That is what readers of its lead editorial demanding that President Obama move to the right will undoubtedly conclude. After all, it begins by telling readers:

"THE BIGGEST CHALLENGE for the next president will be putting the nation’s long-term finances on sounder footing. The failure to do so is the biggest shortcoming of President Obama’s first term [capitalization in original]."

After all, people who had access to data on the labor market would have to believe that the fact that tens of millions of people are still unemployed or underemployed is the biggest failure of President Obama's first term. These people and their families are seeing their lives ruined.

The worst part is that the devastation they are suffering is not due to their own failings. It's due to the incompetence of people with names like Alan Greenspan, Ben Bernanke and Robert Rubin and the people who have the opportunity to express themselves in major media outlets like the Washington Post.

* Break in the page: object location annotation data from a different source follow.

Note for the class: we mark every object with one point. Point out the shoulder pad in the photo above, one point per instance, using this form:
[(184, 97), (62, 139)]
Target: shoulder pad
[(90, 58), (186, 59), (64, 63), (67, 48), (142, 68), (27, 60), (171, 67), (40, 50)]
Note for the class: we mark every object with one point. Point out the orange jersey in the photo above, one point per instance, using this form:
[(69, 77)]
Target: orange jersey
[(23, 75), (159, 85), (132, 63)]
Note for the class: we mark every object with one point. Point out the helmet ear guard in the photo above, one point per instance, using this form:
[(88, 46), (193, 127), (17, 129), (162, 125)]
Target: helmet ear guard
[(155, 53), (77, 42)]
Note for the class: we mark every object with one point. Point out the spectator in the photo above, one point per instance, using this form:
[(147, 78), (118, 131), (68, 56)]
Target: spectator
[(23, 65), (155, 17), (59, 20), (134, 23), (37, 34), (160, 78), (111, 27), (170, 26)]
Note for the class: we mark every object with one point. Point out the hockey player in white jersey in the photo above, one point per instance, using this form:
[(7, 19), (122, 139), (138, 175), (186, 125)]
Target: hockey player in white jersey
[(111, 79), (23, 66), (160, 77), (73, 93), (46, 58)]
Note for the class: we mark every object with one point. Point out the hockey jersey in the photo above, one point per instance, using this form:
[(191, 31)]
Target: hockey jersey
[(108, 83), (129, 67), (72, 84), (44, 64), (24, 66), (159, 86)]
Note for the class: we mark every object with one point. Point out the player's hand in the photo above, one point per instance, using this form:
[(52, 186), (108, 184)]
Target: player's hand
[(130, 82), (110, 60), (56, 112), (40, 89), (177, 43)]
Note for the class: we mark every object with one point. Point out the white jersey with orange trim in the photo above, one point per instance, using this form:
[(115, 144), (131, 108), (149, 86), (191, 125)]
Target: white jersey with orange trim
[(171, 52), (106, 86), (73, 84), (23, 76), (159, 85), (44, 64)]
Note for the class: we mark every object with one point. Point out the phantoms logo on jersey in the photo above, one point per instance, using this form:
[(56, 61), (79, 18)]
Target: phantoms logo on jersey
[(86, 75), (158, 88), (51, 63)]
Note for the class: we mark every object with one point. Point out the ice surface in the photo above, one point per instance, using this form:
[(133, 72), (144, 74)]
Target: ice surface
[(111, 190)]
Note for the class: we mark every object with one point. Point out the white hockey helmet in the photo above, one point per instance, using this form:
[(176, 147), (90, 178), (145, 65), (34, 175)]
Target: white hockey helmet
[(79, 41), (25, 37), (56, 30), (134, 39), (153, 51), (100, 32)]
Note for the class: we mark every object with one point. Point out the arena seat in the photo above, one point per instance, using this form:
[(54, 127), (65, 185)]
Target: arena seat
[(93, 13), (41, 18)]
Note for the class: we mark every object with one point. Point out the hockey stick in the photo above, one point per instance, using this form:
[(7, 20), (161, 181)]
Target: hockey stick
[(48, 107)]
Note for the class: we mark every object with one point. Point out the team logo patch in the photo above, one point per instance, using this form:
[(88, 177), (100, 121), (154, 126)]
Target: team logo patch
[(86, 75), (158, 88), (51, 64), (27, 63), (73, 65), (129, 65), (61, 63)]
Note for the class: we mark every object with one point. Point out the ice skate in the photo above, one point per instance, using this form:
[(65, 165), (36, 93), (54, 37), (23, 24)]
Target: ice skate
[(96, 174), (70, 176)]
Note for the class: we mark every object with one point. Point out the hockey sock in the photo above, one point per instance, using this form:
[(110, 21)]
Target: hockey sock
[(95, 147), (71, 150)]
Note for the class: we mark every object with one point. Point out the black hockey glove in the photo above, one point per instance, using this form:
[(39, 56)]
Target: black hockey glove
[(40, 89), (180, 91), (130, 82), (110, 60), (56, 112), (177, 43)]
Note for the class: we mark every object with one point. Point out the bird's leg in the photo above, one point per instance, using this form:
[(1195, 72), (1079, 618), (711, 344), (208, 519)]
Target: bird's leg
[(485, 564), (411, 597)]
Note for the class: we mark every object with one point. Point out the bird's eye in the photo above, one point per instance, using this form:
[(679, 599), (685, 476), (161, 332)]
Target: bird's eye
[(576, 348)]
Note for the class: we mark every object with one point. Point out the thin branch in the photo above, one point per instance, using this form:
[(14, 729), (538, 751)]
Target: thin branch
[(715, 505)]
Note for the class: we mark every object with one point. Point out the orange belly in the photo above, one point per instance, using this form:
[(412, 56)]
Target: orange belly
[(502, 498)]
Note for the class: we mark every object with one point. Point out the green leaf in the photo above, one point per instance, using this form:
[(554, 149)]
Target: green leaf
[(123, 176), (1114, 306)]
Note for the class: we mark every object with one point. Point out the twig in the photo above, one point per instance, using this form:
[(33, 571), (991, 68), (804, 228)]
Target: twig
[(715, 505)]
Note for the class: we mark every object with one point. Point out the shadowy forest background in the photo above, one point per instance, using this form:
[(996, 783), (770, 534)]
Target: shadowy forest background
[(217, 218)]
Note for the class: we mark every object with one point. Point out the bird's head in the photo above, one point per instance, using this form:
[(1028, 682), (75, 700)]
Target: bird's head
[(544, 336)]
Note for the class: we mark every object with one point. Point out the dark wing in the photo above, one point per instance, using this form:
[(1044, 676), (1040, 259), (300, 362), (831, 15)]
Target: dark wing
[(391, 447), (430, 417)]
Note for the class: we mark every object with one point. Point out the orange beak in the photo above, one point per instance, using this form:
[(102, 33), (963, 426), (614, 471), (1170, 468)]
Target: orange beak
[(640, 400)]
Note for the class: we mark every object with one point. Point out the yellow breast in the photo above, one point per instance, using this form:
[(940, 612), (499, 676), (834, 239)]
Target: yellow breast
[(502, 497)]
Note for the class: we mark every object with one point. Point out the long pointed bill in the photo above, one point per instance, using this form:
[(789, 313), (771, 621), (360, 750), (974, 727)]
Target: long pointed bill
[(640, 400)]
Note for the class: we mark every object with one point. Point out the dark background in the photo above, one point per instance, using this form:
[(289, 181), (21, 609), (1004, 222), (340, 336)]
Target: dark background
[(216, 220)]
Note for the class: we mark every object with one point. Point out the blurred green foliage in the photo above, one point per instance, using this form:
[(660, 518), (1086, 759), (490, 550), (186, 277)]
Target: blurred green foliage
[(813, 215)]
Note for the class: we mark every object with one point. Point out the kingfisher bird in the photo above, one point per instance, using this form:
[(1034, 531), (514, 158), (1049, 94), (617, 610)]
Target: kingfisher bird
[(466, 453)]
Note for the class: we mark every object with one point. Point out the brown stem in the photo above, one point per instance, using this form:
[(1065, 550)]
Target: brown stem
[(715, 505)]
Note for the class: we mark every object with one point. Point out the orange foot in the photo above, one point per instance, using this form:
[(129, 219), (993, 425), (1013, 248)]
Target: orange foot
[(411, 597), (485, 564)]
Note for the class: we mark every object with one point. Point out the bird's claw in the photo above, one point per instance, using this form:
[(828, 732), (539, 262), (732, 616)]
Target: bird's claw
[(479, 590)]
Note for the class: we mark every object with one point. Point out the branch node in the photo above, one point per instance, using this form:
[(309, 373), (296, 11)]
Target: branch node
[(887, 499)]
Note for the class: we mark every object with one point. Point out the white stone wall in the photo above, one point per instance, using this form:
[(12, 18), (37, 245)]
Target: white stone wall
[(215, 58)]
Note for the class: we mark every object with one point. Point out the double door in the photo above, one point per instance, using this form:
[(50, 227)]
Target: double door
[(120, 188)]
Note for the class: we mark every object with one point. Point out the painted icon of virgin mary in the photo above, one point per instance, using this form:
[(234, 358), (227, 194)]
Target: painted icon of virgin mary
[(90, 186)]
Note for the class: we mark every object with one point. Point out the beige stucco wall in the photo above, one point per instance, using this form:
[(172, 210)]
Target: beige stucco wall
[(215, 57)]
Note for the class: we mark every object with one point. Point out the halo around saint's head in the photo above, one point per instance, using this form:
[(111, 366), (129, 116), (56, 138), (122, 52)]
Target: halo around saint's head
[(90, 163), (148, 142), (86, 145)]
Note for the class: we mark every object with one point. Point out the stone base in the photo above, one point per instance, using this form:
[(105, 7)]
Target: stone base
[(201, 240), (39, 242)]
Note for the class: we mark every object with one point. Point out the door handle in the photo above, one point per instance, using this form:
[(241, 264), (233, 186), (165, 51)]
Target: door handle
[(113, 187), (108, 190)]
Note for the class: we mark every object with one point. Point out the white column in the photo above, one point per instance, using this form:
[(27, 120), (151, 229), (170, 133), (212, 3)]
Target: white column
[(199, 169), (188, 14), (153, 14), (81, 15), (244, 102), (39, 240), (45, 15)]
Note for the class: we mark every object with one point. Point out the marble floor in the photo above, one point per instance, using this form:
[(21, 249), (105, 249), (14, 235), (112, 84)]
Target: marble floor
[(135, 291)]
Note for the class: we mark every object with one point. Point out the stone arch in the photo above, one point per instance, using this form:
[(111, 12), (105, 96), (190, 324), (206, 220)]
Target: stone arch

This disaster would have been 100 percent preventable, if anyone in a position of authority had been able to recognize an $8 trillion housing bubble and understand that its collapse would have a devastating impact on the economy. 

Unfortunately, in modern America, people rarely suffer the consequences of their own failures. As a result, the people responsible for this disaster have granted themselves a collective "who have known?" amnesty. Virtually all of them still hold their jobs.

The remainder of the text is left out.